He did not get teeth until eleven months old. That, however, did not stop him from consuming broccoli, cheese, and beef.
When he was just over a year old, he began moving heavy skillets around the house. A few months later, we would catch him wheeling out our suitcases from the closets. His older brother sometimes couldn’t manage the heavy objects, but Benjamin was only too happy to help.
When he was eighteen months old, I watched my toddler veraciously consume chicken tikka masala. And it started to dawn on me: this kid would eat anything. I was raising a pterodactyl.
At two years old, “want try that” is one of his favorite phrases. While his brother turns up his nose at all unfamiliar foods, Benjamin sees someone eating something and instantly assumes we are holding out the goods on him.

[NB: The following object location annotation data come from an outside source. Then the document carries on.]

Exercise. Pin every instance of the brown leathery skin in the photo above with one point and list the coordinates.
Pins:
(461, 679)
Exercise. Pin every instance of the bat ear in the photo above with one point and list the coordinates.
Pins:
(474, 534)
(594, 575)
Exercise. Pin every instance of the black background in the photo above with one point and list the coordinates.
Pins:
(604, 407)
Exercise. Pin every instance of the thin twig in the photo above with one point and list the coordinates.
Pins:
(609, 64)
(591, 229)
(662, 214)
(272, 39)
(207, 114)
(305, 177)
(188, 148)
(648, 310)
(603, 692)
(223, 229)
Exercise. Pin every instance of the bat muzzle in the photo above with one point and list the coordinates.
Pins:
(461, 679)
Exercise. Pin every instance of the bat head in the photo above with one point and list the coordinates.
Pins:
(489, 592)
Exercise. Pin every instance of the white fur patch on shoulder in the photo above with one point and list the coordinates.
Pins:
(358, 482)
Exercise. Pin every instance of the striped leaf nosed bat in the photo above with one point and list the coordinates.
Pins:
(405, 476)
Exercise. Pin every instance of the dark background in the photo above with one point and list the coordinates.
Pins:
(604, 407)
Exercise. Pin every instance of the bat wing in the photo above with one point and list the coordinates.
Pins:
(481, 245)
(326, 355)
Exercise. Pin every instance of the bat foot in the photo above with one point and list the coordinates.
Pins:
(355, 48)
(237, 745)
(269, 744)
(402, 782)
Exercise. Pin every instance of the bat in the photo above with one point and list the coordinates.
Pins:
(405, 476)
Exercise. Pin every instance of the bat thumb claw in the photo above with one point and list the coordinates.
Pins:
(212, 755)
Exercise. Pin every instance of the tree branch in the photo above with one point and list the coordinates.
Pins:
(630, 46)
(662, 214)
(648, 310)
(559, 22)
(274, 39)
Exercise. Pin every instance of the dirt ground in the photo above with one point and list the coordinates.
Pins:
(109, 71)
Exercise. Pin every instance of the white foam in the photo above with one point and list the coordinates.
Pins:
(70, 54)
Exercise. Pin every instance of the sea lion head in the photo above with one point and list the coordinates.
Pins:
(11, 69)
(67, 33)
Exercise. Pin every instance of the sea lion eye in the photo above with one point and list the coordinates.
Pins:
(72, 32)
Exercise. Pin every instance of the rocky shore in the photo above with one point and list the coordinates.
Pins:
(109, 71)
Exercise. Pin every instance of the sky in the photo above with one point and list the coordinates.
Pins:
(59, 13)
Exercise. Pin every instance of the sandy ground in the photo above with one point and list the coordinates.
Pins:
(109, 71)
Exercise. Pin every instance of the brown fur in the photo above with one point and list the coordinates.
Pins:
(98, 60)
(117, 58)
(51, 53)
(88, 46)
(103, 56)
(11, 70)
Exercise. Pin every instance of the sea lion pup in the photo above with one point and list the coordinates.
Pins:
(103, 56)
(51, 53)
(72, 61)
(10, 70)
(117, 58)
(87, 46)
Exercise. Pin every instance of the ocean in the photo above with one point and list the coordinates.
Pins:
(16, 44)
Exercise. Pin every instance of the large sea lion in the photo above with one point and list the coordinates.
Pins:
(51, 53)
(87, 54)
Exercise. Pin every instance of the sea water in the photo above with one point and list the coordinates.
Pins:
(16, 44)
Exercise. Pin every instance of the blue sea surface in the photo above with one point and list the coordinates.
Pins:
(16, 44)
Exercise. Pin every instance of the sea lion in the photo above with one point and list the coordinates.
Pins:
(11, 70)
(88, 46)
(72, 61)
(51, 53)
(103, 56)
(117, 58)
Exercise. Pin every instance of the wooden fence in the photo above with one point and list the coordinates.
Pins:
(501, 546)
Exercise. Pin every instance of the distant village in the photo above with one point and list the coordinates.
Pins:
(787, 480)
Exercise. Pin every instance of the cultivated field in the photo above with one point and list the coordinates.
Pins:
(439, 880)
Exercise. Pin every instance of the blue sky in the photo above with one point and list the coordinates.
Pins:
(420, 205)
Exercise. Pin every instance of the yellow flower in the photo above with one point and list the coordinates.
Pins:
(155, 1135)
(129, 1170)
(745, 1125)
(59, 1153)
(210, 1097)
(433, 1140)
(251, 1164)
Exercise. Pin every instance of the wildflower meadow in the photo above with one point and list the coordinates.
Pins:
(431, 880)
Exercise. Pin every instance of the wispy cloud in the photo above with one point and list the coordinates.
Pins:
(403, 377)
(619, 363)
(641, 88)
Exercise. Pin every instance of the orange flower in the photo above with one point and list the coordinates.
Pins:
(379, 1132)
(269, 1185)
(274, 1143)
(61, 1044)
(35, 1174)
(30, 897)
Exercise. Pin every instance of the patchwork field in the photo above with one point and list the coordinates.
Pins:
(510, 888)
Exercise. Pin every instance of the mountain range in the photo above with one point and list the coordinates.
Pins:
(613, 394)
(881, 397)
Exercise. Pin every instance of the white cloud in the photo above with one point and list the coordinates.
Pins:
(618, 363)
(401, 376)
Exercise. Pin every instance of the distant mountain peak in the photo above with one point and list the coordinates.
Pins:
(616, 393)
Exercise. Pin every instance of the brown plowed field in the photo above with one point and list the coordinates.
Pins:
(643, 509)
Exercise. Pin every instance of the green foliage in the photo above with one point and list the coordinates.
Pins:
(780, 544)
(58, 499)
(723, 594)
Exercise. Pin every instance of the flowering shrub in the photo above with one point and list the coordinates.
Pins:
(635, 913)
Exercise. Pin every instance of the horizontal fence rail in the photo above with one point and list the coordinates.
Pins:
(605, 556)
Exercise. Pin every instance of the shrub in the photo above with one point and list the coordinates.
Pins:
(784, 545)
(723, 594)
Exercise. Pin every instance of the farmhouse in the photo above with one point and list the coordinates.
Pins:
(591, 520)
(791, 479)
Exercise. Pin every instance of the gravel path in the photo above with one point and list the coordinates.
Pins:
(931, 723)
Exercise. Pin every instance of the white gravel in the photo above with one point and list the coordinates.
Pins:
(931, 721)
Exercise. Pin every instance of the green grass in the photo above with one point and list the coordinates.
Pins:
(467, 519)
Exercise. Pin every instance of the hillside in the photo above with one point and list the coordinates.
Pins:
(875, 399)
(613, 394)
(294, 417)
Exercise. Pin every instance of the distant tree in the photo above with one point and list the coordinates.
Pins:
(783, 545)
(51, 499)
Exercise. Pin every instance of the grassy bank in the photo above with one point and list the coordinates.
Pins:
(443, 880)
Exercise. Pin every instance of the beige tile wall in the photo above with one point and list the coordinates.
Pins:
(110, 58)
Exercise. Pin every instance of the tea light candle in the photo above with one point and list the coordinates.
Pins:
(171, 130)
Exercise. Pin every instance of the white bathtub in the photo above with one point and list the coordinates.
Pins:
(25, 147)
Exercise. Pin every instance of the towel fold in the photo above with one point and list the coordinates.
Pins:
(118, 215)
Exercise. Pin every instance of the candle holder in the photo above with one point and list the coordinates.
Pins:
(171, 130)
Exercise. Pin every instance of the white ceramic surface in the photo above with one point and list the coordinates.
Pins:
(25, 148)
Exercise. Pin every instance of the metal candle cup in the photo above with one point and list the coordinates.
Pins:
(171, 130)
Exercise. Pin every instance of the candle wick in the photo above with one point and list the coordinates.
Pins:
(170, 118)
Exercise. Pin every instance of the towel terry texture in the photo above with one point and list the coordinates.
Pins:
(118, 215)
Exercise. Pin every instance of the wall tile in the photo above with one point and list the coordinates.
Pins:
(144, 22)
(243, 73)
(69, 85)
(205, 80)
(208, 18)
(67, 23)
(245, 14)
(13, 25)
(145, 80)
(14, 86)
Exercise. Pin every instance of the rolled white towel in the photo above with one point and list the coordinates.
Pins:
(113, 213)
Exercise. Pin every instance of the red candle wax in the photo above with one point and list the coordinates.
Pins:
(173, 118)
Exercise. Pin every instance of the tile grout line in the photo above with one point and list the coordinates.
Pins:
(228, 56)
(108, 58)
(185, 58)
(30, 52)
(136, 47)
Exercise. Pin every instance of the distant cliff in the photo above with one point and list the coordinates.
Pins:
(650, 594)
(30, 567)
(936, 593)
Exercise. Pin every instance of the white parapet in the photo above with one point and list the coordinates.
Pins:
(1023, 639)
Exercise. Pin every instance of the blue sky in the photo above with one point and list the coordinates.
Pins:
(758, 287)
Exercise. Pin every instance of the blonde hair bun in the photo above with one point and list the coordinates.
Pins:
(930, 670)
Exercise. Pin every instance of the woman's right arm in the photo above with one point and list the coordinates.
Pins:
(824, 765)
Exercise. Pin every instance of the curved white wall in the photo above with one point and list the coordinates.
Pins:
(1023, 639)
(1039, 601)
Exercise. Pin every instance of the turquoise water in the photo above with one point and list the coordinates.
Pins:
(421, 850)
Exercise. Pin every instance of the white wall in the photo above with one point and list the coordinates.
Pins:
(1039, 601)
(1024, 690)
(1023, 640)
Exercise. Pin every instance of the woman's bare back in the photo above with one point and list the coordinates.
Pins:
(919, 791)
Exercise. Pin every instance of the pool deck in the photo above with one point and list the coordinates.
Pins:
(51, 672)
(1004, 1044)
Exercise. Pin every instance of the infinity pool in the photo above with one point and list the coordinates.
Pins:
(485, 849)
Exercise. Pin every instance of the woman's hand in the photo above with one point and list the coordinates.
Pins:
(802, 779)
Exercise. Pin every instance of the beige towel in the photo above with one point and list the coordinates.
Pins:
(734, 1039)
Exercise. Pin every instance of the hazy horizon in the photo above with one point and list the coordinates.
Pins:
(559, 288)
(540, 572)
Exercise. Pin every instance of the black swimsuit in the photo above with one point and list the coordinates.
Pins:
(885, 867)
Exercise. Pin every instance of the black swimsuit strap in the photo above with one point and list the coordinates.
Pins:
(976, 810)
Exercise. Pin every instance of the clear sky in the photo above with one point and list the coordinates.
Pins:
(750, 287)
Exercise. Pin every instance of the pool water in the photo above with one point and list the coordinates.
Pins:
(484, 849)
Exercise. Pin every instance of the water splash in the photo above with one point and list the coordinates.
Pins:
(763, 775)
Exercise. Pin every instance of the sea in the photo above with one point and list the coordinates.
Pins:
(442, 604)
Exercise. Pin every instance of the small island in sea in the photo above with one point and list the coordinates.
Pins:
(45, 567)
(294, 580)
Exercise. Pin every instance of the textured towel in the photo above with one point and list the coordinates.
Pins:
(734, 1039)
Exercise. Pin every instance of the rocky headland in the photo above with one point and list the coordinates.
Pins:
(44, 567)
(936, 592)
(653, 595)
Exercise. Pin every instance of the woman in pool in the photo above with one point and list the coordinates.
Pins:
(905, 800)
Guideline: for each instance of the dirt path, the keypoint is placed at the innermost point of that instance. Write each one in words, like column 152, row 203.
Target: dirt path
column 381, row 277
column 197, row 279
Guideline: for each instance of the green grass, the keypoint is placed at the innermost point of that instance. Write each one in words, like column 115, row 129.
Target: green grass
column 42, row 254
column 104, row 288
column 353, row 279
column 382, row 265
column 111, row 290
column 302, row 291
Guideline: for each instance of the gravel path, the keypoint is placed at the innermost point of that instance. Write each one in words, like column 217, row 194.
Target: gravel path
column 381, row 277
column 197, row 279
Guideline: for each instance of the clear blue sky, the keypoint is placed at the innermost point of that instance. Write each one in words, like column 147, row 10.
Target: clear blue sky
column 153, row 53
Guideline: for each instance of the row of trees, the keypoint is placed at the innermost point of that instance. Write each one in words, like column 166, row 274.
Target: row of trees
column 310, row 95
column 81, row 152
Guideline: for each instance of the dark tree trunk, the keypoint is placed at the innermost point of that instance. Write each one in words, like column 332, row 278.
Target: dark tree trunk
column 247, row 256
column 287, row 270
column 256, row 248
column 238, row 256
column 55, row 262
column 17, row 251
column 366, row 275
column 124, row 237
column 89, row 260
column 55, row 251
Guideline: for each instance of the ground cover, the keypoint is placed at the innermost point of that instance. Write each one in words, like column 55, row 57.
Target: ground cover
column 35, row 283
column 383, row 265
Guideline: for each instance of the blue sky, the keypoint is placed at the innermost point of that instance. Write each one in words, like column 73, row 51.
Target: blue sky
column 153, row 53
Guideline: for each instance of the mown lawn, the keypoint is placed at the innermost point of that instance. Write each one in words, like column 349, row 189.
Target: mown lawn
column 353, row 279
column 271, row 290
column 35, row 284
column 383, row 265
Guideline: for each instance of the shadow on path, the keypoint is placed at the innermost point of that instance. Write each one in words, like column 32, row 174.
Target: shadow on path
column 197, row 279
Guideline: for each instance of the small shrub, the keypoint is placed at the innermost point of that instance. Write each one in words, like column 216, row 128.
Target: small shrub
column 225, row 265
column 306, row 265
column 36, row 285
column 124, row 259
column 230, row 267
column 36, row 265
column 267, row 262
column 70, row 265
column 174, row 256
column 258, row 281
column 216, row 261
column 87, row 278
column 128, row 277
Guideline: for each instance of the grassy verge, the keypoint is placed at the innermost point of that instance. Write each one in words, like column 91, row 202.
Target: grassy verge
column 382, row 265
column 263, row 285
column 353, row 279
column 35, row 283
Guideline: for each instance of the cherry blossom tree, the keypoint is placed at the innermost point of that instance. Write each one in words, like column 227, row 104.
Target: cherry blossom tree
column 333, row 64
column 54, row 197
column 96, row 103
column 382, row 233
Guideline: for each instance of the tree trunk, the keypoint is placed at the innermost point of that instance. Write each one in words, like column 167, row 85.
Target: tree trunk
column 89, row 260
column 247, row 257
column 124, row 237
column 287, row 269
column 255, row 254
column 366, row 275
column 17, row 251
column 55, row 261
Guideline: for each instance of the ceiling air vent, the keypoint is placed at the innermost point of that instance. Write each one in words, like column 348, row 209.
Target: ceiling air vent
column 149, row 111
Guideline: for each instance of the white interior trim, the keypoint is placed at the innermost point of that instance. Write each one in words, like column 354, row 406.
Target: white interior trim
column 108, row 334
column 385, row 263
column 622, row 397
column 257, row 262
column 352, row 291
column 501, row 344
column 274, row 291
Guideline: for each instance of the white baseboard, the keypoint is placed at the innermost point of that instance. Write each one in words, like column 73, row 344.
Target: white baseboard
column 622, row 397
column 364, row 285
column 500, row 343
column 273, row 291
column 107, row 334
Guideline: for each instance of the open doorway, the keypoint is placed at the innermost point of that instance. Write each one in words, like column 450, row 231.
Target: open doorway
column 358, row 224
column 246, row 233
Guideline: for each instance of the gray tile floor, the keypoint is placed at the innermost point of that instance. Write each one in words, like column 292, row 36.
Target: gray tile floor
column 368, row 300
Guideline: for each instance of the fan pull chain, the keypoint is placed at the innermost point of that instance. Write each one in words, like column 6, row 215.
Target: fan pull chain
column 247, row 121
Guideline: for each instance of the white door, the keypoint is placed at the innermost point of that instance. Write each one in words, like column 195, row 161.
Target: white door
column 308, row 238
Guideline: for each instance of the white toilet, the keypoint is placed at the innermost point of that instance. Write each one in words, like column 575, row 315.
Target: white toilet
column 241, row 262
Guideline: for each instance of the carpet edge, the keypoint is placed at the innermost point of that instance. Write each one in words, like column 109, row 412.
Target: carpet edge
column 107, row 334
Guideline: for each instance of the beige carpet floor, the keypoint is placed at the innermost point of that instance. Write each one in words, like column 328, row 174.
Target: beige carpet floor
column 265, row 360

If someone else is eating it, it must be good.
To be sure, he has some peculiarities. He once ate the carrots on his plate before the pizza. His preferred breakfast is a large plate of my homemade macaroni and cheese. Often, he likes to have the first of his morning snacks right after breakfast. And he has been known to start throwing things in a restaurant with slow service, sobbing “My hungry!”
But all that food is going somewhere, because he is built like an ox. We have sometimes considered putting him to work rearranging the furniture, but we’re concerned he may try to eat it.
But I am afraid. I am very afraid, and not only because yesterday he headbutted me twice, leaving me with a fat lip and a very sore nose. I am afraid because, someday, he will be a teenager.